Friend, are you just relaying what happened or are you thinking of suicide? I am confused and concerned for you! Take good care of yourself and stay focused on your health and fitness plan!

Bonnie said...

Wow what a personal and touching post. I'm glad you found the strength and the help that you needed to overcome your depression, and be in the place that you are now.

Hope Cali is treating you well!!!

Chubby McGee said...

I have a feeling that every person on earth gets this way at one point (or more) in their lives. Sometimes, they talk about you just did...and other times they either keep it a big secret or they pretend it didn't happen.

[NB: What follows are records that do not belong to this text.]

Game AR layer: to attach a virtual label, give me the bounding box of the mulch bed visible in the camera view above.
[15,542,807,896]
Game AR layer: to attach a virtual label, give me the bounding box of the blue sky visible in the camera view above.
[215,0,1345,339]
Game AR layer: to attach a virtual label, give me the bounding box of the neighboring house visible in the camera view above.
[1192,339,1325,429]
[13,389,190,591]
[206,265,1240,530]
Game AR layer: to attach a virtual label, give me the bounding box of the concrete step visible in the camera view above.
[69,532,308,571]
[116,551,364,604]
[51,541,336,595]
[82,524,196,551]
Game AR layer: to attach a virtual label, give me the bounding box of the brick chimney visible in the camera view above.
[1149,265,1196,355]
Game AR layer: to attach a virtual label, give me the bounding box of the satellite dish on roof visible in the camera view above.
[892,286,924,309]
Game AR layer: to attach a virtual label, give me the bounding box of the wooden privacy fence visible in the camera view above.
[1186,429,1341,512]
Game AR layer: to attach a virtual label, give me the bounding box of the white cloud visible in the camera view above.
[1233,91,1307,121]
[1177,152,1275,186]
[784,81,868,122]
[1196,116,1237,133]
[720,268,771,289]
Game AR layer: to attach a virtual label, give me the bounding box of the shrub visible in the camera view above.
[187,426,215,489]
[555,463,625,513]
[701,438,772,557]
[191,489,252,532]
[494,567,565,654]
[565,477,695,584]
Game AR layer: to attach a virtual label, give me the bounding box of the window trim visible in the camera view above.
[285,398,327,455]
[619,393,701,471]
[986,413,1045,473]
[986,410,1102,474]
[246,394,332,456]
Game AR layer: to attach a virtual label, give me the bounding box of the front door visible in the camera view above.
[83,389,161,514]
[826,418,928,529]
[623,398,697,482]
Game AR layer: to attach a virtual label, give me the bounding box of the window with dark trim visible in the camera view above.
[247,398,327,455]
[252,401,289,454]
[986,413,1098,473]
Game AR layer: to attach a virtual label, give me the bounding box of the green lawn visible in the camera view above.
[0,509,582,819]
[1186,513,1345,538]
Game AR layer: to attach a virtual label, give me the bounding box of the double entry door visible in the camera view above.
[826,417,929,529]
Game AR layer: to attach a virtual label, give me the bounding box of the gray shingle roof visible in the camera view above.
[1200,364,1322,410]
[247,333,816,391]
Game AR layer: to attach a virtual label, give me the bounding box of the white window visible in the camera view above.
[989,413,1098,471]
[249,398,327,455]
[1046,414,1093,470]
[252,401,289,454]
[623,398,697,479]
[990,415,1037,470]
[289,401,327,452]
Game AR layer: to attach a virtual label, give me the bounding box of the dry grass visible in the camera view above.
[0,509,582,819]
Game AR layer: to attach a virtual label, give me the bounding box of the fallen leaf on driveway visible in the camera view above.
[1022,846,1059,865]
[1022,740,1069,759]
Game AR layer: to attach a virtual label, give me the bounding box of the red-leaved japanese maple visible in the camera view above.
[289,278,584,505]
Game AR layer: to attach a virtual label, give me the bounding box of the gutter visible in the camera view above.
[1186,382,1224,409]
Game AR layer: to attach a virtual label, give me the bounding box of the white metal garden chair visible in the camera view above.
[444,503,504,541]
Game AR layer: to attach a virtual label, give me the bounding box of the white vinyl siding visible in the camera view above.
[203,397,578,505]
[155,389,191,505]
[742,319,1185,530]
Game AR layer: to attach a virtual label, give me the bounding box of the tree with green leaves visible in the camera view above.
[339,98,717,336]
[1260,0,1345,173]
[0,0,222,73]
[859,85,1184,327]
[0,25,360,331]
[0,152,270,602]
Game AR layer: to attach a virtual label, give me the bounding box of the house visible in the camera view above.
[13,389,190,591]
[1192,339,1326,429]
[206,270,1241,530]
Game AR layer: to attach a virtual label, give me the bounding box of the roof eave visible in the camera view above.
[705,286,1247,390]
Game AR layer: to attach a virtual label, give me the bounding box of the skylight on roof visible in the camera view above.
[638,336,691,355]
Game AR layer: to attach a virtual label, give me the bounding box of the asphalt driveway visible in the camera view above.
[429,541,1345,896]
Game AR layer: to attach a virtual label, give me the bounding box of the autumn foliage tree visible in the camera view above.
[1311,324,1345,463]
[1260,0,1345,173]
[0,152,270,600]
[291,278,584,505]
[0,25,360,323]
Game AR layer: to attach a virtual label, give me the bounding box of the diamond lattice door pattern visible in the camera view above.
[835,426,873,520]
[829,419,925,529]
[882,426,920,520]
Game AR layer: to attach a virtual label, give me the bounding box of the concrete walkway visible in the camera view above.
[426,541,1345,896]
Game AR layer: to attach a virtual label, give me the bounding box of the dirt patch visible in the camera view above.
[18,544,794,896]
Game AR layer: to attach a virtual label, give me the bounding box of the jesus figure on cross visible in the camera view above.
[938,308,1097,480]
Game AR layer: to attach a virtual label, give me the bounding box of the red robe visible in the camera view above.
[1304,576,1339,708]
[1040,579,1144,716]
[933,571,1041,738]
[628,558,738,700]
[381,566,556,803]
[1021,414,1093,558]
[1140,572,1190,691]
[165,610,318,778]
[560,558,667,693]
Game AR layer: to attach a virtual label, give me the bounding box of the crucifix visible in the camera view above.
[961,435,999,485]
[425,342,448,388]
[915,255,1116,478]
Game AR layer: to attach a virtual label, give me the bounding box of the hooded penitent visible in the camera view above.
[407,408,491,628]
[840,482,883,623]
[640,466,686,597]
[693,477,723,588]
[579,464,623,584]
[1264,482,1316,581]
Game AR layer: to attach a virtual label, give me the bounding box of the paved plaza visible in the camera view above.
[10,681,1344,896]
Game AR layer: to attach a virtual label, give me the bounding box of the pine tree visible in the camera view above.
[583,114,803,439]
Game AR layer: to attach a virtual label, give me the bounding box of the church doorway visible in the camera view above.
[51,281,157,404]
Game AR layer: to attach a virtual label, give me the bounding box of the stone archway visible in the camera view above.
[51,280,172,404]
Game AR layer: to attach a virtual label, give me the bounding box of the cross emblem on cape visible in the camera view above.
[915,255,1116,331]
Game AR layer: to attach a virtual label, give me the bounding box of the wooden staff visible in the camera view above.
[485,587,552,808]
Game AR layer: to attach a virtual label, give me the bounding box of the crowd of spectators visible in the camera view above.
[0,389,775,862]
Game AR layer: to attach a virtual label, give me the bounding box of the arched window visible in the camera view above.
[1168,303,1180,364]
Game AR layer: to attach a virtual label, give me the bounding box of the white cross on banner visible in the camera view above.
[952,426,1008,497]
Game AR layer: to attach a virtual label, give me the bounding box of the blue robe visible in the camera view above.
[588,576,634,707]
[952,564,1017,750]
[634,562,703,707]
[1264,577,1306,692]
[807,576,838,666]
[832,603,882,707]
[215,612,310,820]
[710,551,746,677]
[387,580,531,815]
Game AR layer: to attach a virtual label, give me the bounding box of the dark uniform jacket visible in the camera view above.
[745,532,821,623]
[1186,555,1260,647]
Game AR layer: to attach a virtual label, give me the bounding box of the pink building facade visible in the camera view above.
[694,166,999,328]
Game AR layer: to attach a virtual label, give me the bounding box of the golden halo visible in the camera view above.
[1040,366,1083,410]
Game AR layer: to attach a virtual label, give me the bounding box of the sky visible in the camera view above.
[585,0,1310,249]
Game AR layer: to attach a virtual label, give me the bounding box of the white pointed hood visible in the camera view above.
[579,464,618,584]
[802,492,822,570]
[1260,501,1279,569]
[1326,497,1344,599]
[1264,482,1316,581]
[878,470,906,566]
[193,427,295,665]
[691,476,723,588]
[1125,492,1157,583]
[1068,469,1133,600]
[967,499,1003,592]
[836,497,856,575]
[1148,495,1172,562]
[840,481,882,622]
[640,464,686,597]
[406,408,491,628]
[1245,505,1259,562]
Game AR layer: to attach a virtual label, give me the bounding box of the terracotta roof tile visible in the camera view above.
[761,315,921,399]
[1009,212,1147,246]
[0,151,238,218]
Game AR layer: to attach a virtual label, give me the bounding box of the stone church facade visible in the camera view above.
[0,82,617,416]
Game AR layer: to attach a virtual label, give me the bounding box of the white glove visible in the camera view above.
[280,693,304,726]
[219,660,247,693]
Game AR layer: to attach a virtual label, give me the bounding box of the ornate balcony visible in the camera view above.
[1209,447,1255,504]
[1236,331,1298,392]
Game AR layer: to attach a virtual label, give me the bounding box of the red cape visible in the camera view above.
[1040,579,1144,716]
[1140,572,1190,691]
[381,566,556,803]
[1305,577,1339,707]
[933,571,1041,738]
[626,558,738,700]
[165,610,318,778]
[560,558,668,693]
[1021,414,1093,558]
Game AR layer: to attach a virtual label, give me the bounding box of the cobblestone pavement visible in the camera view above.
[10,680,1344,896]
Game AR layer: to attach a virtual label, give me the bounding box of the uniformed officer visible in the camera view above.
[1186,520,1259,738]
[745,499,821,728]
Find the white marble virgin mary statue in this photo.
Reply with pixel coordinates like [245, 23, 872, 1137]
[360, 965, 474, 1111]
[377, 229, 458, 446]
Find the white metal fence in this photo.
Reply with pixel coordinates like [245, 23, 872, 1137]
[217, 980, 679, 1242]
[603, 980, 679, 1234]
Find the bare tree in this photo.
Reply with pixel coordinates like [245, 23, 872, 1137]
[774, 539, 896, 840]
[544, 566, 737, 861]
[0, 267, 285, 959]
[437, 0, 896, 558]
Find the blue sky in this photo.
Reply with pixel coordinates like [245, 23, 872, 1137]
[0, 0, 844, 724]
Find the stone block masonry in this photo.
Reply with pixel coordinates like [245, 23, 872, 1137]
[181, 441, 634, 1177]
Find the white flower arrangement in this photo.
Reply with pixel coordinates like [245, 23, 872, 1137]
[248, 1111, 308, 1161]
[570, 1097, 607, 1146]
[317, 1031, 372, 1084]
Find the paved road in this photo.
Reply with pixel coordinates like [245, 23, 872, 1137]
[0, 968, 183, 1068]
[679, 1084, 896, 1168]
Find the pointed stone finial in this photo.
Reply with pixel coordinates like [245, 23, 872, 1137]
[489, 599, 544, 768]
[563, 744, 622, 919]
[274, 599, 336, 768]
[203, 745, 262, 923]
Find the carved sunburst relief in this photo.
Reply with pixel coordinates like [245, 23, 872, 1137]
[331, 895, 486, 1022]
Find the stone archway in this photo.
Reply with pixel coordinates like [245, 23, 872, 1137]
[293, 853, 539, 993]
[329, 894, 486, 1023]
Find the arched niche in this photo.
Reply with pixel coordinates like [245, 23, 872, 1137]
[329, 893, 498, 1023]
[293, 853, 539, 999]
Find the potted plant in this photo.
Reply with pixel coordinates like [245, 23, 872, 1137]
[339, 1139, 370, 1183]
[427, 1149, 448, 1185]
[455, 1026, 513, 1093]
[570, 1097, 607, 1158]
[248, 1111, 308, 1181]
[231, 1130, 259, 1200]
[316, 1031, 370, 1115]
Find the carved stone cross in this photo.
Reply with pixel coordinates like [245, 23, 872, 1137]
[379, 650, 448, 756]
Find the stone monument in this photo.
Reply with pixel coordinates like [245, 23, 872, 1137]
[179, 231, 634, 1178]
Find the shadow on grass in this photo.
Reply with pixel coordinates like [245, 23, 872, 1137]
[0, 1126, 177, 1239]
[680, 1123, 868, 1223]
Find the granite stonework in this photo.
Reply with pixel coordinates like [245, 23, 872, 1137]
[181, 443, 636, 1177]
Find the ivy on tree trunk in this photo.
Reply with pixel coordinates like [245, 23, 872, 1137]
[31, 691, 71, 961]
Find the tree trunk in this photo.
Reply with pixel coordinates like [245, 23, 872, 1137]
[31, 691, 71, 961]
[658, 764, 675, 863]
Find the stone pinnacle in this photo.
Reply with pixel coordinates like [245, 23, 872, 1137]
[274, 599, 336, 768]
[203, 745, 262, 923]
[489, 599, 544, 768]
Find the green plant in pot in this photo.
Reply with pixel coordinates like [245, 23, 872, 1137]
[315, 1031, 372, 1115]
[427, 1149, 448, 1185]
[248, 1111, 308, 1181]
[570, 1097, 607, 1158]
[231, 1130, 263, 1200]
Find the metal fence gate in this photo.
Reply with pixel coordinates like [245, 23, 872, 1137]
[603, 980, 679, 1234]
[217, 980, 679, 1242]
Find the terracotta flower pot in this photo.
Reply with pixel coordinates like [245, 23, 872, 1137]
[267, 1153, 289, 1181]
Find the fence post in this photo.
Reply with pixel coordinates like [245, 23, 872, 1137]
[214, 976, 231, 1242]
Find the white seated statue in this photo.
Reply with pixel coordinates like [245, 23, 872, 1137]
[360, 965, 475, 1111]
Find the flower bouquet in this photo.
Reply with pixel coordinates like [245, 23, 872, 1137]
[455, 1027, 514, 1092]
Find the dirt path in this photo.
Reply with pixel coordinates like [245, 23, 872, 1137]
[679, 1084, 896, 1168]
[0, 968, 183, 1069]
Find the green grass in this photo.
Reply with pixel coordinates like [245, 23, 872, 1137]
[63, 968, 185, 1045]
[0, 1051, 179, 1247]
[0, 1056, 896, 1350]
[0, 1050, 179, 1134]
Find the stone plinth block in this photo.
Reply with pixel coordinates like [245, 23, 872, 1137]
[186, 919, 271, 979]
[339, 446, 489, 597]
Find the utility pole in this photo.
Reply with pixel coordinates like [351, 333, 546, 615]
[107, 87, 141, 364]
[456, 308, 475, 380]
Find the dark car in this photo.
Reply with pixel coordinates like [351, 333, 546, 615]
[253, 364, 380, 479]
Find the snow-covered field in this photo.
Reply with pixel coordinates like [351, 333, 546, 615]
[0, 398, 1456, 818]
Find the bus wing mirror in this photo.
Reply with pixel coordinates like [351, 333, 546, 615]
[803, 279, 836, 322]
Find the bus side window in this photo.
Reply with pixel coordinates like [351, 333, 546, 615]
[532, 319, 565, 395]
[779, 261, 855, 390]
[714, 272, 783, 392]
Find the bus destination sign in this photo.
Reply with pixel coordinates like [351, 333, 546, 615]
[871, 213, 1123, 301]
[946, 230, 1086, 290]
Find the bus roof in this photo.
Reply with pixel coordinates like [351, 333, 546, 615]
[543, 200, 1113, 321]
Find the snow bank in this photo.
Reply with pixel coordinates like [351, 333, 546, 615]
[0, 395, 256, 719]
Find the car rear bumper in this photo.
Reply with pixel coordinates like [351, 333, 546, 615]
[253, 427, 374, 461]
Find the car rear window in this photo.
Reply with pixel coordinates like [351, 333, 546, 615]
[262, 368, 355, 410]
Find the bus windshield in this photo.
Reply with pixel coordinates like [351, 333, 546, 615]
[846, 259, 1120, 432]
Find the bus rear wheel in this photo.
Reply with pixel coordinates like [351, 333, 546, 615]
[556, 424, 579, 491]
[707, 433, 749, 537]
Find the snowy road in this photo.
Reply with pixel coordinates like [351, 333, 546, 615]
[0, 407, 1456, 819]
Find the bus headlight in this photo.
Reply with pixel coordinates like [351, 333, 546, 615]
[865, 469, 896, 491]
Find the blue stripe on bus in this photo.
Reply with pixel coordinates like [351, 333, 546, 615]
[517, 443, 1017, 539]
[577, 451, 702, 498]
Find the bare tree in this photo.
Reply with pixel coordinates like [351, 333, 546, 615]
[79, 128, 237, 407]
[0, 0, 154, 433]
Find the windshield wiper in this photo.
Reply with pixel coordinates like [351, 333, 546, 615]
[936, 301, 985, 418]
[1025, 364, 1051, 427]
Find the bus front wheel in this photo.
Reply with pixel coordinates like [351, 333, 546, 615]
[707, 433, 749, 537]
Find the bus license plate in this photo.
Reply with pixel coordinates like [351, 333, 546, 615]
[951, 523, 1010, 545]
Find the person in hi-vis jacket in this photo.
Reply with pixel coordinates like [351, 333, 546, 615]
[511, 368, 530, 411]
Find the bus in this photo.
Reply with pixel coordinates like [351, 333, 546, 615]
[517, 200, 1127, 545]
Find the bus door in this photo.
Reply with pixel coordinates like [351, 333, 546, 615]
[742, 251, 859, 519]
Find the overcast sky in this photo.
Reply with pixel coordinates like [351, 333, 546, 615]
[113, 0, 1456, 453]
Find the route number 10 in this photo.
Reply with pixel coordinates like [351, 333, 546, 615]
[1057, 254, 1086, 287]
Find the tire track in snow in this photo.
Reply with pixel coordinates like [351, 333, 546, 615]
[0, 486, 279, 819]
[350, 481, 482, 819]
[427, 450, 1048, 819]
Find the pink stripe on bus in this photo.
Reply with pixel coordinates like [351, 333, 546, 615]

You're very brave to talk about it. And you're not alone either. I went through my darkest time in college (when 9/11 happened...I simply couldn't cope with anything anymore), too and ended up getting help when I found myself making the move toward suicide. I did it on my own though. :( You're very lucky you had that roommate to help you get started on the path to healing. Not everyone has someone to help pull them back from the brink.

Ann said...

Thank you for writing such an honest post! Most people are not honest enough to admit this stuff to themselves, let alone on a public blog. You are a strong, amazing, wonderful person. XOXO.

Poison said...

Thanks for sharing hon. I too became severely depressed in my freshman year of college much more so than I was in high school. I had been a cutter then too but it only became worse when I was away at a university. It's taken a lot over the years to finally get the help I needed and learn to love myself more. I hope that part two of this story ends on a much higher note for you. <3<3

Anonymous said...

That had to be tough to write much less pull through. Sometimes when things are the worst it is damn near impossible to see the truth - that is that things do get better no matter how we may try to make it not so.

I love your dad.

timothy said...

i'd never had any sympathy for people who were suicidal and i'm a healer (reiki master/herbalist) when spirit decided to show me. i ,ost my boyfriend and my job within a week and fell into the abyss. i should be dead i slit both wrists and i got the main arteries, i lay bleeding for over a day, then paniced because i'd sent a letter to call the police so they'd find my body. i wound up on the beach in the middle of the night and i went all the way out into the ocean. i don't remeber much except a "HAND" lifted me and placed me high on the shore above the tide. and i was fine the sorrow was gone and it has never returned but i'm glad it happened so i undertsand what it's like. thank you for sharing hon. xoxoxoxoxoxoxoxoxoxoxoxo

Tim said...

Thanks for sharing this, Mary.

When you came back to find your roomate and staff, what were you thinking? Were you scared but relieved?

I'm very lucky that i've never really suffered from depression so i honestly dont know what its like but it seems to me that youve come a long way from where you were. Big hugs!!!! Looking forward to the next part.

Unknown said...

Wow! That is an incredible thing to share. I know what you mean about antidepressants altering your ability to feel. I have been on them a few times, and I remember finding out that my grandfather had passed away and I just felt nothing. He was the closest thing that I had to a father and I wasn't even able to properly grieve or mourn his passing.